Making the most of your experiences

Several years ago, when headed to London alone one evening, I took with me a couple of headshots and scribbled notes about people that I was hoping to bump into that night. I wasn’t out on some kind of hitman mission (well, I would say that…), but instead was heading to an industry event which some interesting people I’d previously spoken to on twitter were happening to attend.

Doing this took me back to my past, when I’d lived a mis-spent youth making friends with people that I knew off the internet. A combination of several music forums and instant messaging software had meant that I was well versed in the art of walking up to select targets who may or may not resemble their 80×80 avatar or other terrible quality webcam pictures (it was the early 2000s) and introducing myself. The story of how myself and my ‘internet friends’ knew each other used to be quite a taboo subject, and you’d frequently hear mumbled variations of “we met at a gig”, “we know each other through mutual friends” etc, and to an extent this practice carries on to this day, either out of habit or the fact that deep down we’re still a bit ashamed at the fact that our friendships were only formed through interaction with CRT monitors. If you ever ask me how I know someone and I roll out one of those phrases, now you know the truth.

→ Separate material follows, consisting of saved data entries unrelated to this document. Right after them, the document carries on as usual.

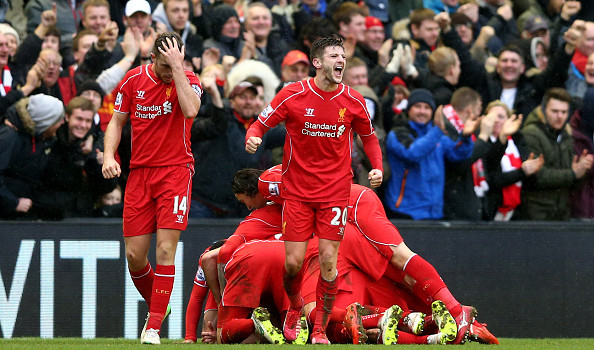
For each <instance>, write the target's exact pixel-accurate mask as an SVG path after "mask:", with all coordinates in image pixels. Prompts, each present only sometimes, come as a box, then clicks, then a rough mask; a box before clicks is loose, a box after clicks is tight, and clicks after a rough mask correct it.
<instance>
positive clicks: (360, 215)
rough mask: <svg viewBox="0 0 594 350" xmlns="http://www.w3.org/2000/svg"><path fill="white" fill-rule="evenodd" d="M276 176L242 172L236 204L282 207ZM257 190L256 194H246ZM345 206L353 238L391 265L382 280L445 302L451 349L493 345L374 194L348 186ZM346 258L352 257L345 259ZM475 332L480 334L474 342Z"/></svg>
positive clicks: (365, 262) (236, 190) (412, 291)
mask: <svg viewBox="0 0 594 350" xmlns="http://www.w3.org/2000/svg"><path fill="white" fill-rule="evenodd" d="M281 173H282V169H281V166H280V165H276V166H274V167H272V168H270V169H267V170H265V171H262V170H258V169H242V170H240V171H238V172H237V173H236V176H235V179H234V182H237V183H238V184H234V192H235V196H236V197H237V199H238V200H239V201H240V202H242V203H244V204H245V205H250V206H251V207H252V208H257V207H258V206H259V205H261V203H266V201H273V202H276V203H279V204H282V203H283V200H284V199H283V198H282V194H281V191H280V184H281ZM256 186H257V187H258V191H254V190H248V189H250V188H254V187H256ZM348 206H349V212H348V222H349V223H351V224H353V225H354V226H355V227H357V229H358V232H359V233H360V234H361V235H362V236H364V237H365V238H366V239H367V240H368V241H369V242H370V243H371V244H372V245H373V246H375V248H376V249H377V250H378V251H379V252H380V253H381V255H382V256H383V257H384V258H385V259H387V260H388V261H389V262H390V263H391V266H392V269H385V271H386V275H385V276H386V277H388V278H390V279H392V280H393V281H395V282H399V279H400V273H405V274H406V275H408V276H409V280H412V283H407V284H408V286H409V288H411V290H412V292H413V293H414V294H415V295H416V296H417V297H418V298H419V299H421V300H423V301H424V302H425V304H426V305H427V306H429V305H431V303H432V302H433V301H435V300H442V301H443V302H444V304H445V306H446V307H447V309H448V311H449V312H450V313H451V314H452V315H453V316H454V317H455V319H456V323H457V324H458V335H457V337H456V339H455V340H454V341H453V343H456V344H458V343H462V342H464V341H465V340H466V338H465V337H466V334H467V333H469V336H470V338H471V339H475V338H477V339H479V340H478V341H481V342H488V343H494V342H495V341H496V338H495V337H494V336H493V335H492V334H491V333H489V331H488V330H487V329H486V327H485V326H484V325H483V324H481V323H479V322H478V321H476V319H475V316H476V310H475V309H474V308H473V307H471V306H466V305H462V304H461V303H460V302H459V301H458V300H457V299H456V298H455V297H454V296H453V295H452V293H451V292H450V290H449V288H448V287H447V285H446V284H445V282H444V281H443V279H442V278H441V276H440V275H439V273H438V272H437V270H436V269H435V268H434V267H433V265H431V264H430V263H429V262H428V261H426V260H425V259H423V258H422V257H421V256H420V255H418V254H416V253H414V252H413V251H412V250H410V248H408V246H407V245H406V244H405V243H404V240H403V239H402V236H401V235H400V232H399V231H398V229H397V228H396V227H395V226H394V225H393V224H392V223H391V222H390V221H389V220H388V218H387V217H386V213H385V211H384V208H383V205H382V203H381V201H380V199H379V198H378V197H377V195H376V194H375V193H374V192H373V191H371V190H370V189H369V188H367V187H364V186H360V185H357V184H352V185H351V193H350V196H349V204H348ZM347 257H350V258H354V257H355V256H354V255H353V253H349V254H348V255H347ZM356 265H357V266H358V267H359V268H361V269H362V270H364V271H372V270H373V268H374V267H373V264H371V266H370V267H369V269H366V268H365V265H369V264H367V262H366V261H365V259H360V262H358V263H357V264H356ZM368 273H371V272H368ZM376 279H377V278H376ZM473 326H474V327H473ZM479 332H480V333H481V334H479V336H477V335H476V334H477V333H479ZM484 334H486V335H487V337H486V338H485V337H483V335H484ZM481 337H482V338H481ZM485 339H487V340H485ZM493 339H495V341H493Z"/></svg>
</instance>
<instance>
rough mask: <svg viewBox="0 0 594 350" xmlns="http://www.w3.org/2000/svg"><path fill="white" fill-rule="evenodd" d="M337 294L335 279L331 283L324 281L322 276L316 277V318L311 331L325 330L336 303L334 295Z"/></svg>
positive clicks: (337, 291)
mask: <svg viewBox="0 0 594 350" xmlns="http://www.w3.org/2000/svg"><path fill="white" fill-rule="evenodd" d="M337 293H338V283H336V278H334V279H333V280H332V281H326V280H325V279H323V278H322V275H320V276H319V277H318V285H317V286H316V317H315V322H314V326H313V330H314V331H316V330H319V329H321V330H322V331H325V330H326V327H327V326H328V321H329V320H330V315H331V313H332V309H333V308H334V301H336V294H337Z"/></svg>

Of course nowadays, with social networking being an intrinsic part of most people’s lives, conversing on and offline with digital strangers is common practice. The use of dedicated event hashtags and sites such as Lanyrd have made it easier to track the activities of like-minded individuals, and the ability to put faces to screen names and chat in person is often cited as one of the best reasons for professionals to attend conferences. Having the confidence to approach people with conversation topics already in mind from things they may have mentioned, or the ability to start conversations online before events have both likely helped to widen the social and professional circles of many.

Realising the benefits

For me, back at that event in London, realising the parallels between online interactions and business nowadays made me appreciate the benefits that I’d gained from my experiences. Rightly or wrongly, at 15 and 16 I was used to travelling around the country alone to a variety of gigs, festivals and meetups, had forged some fantastic friendships which have been maintained to this day, and had experienced a lot of things which helped to improve me as a person. I’d evolved the ability to touch type through many nights spent tapping away in the dark, and I’d gained a curiosity around the web through being exposed to variety of systems, both those used to interact online, and those needed to circumvent primitive school IT room restrictions.

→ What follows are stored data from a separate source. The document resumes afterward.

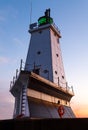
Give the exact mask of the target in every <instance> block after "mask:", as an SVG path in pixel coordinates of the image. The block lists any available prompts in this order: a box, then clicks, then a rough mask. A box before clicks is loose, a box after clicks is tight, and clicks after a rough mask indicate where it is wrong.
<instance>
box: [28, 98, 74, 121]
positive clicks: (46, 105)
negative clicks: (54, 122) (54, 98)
mask: <svg viewBox="0 0 88 130" xmlns="http://www.w3.org/2000/svg"><path fill="white" fill-rule="evenodd" d="M28 102H29V112H30V117H31V118H60V115H59V114H60V113H59V111H58V109H59V106H60V105H58V104H54V103H50V102H46V101H43V100H39V99H34V98H30V97H28ZM63 108H64V113H63V115H62V118H75V115H74V113H73V111H72V109H71V107H69V106H65V105H63Z"/></svg>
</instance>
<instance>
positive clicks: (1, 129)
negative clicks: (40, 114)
mask: <svg viewBox="0 0 88 130" xmlns="http://www.w3.org/2000/svg"><path fill="white" fill-rule="evenodd" d="M7 129H8V130H78V129H82V130H88V118H71V119H70V118H69V119H30V118H24V119H14V120H12V119H11V120H1V121H0V130H7Z"/></svg>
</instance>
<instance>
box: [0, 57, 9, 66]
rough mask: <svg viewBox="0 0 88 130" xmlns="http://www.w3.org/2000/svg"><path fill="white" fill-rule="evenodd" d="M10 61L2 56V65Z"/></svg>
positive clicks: (1, 59) (1, 60) (0, 61)
mask: <svg viewBox="0 0 88 130" xmlns="http://www.w3.org/2000/svg"><path fill="white" fill-rule="evenodd" d="M8 62H9V59H8V58H7V57H3V56H0V64H5V63H8Z"/></svg>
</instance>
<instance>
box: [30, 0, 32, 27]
mask: <svg viewBox="0 0 88 130" xmlns="http://www.w3.org/2000/svg"><path fill="white" fill-rule="evenodd" d="M31 22H32V0H31V2H30V24H31Z"/></svg>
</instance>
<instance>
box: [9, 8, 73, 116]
mask: <svg viewBox="0 0 88 130" xmlns="http://www.w3.org/2000/svg"><path fill="white" fill-rule="evenodd" d="M28 32H29V33H30V34H31V37H30V44H29V48H28V53H27V57H26V62H25V64H24V67H23V62H22V60H21V65H20V70H16V76H15V77H14V78H13V81H12V82H11V84H10V92H11V94H12V95H13V96H14V98H15V102H14V112H13V118H18V117H19V118H23V117H29V118H74V117H75V115H74V112H73V110H72V108H71V106H70V101H71V98H72V97H73V96H74V92H73V88H72V87H69V86H68V83H67V81H66V76H65V72H64V66H63V60H62V55H61V48H60V38H61V34H60V31H59V29H58V27H57V26H56V25H55V23H54V20H53V18H52V17H51V16H50V9H46V10H45V12H44V15H43V16H42V17H39V19H38V21H37V22H35V23H32V24H30V26H29V31H28Z"/></svg>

This background was an important step in me gaining confidence around skills which I now use regularly for my job. Online safety is a massive topic, and one that I’m not going to attempt to cover in this blog post, but I’m thankful for the fact that I and many others have been able to experience the positive side of transferring online communication to offline.

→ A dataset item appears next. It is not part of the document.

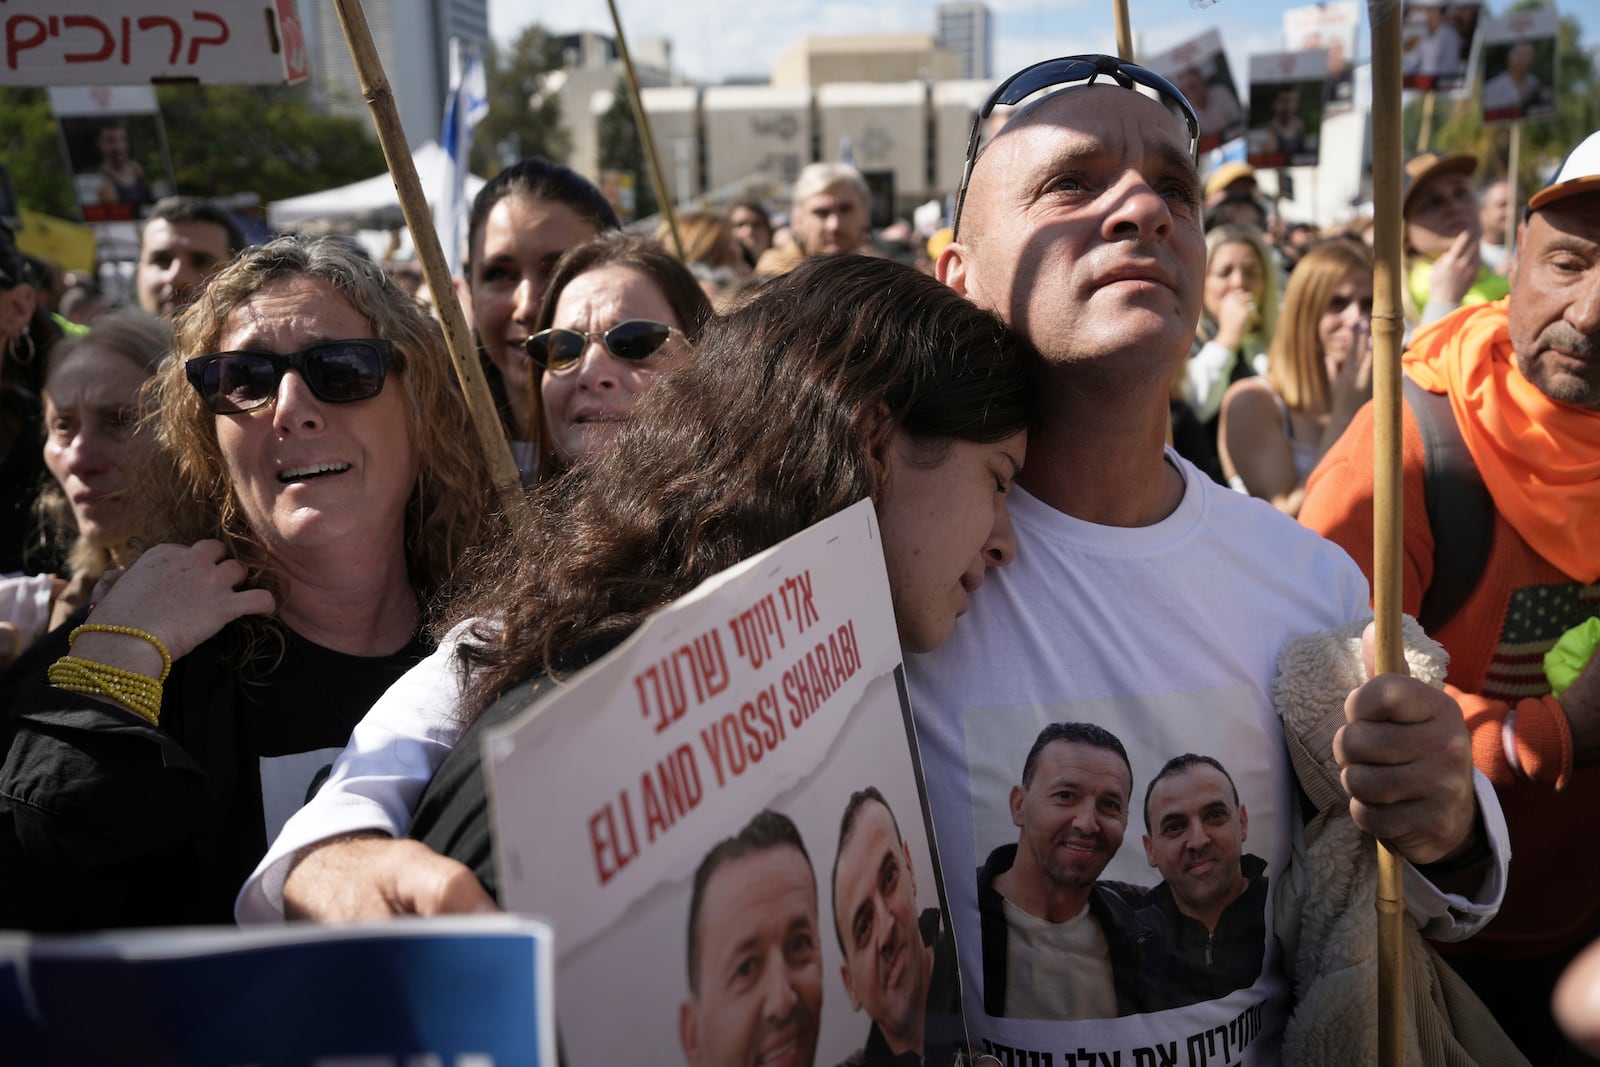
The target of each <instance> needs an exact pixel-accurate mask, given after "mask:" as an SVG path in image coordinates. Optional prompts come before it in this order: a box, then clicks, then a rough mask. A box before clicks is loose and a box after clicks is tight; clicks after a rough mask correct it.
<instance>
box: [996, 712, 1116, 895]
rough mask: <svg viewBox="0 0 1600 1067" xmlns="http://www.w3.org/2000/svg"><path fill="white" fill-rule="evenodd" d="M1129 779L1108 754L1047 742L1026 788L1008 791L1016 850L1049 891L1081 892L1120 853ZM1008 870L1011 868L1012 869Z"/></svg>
mask: <svg viewBox="0 0 1600 1067" xmlns="http://www.w3.org/2000/svg"><path fill="white" fill-rule="evenodd" d="M1131 792H1133V777H1131V776H1130V773H1128V765H1126V763H1123V760H1122V757H1120V755H1117V753H1115V752H1112V750H1110V749H1101V747H1098V745H1090V744H1082V742H1077V741H1053V742H1050V744H1048V745H1045V749H1043V750H1042V752H1040V753H1038V758H1037V761H1035V763H1034V779H1032V782H1029V785H1027V787H1022V785H1014V787H1013V789H1011V822H1013V824H1014V825H1016V827H1019V829H1021V830H1022V833H1021V837H1019V840H1018V848H1019V849H1027V851H1029V854H1030V857H1032V862H1034V865H1035V867H1037V869H1038V870H1040V872H1042V873H1043V875H1045V878H1046V880H1048V881H1050V886H1048V888H1050V889H1053V891H1070V893H1077V891H1085V889H1088V888H1090V886H1093V885H1094V881H1096V880H1098V878H1099V877H1101V872H1104V870H1106V864H1109V862H1110V861H1112V857H1114V856H1115V854H1117V849H1118V848H1122V838H1123V833H1125V832H1126V829H1128V797H1130V795H1131ZM1013 870H1014V869H1013Z"/></svg>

Getting a break into any industry can be tough, and when reading through job descriptions it’s often easy to focus on the requirements that you feel you don’t meet. Job titles may not match an expected evolution path, you may not have experience with the required technologies, or your 1-2 years experience may not be the 3-4 years required. If you’re coming from outside the industry, or from an educational background the challenge can be even steeper. Recognising the experiences that you’ve had, and being able to take the positives from these is something that can help you to identify things you do well. Ok, so nights spent loading up games on the command line, or your team leadership skills from online FPS sessions may not magic up a wealth of experience and you may not want to share your anecdotes with a potential employer, but strange parallels can be found in many places. Being able to realise previously unrecognised strengths in yourself and having the confidence to focus on translating these into professional qualities can sometimes give you the extra boost that you need to take yourself to the next level.

And finally, back to the story. I was able to find and introduce myself to all of the individuals on my geek hit list that night, all of whom I have since worked with in a variety of capacities. I won’t say who they are, but I’m grateful to all of them for playing their small part in my professional evolution.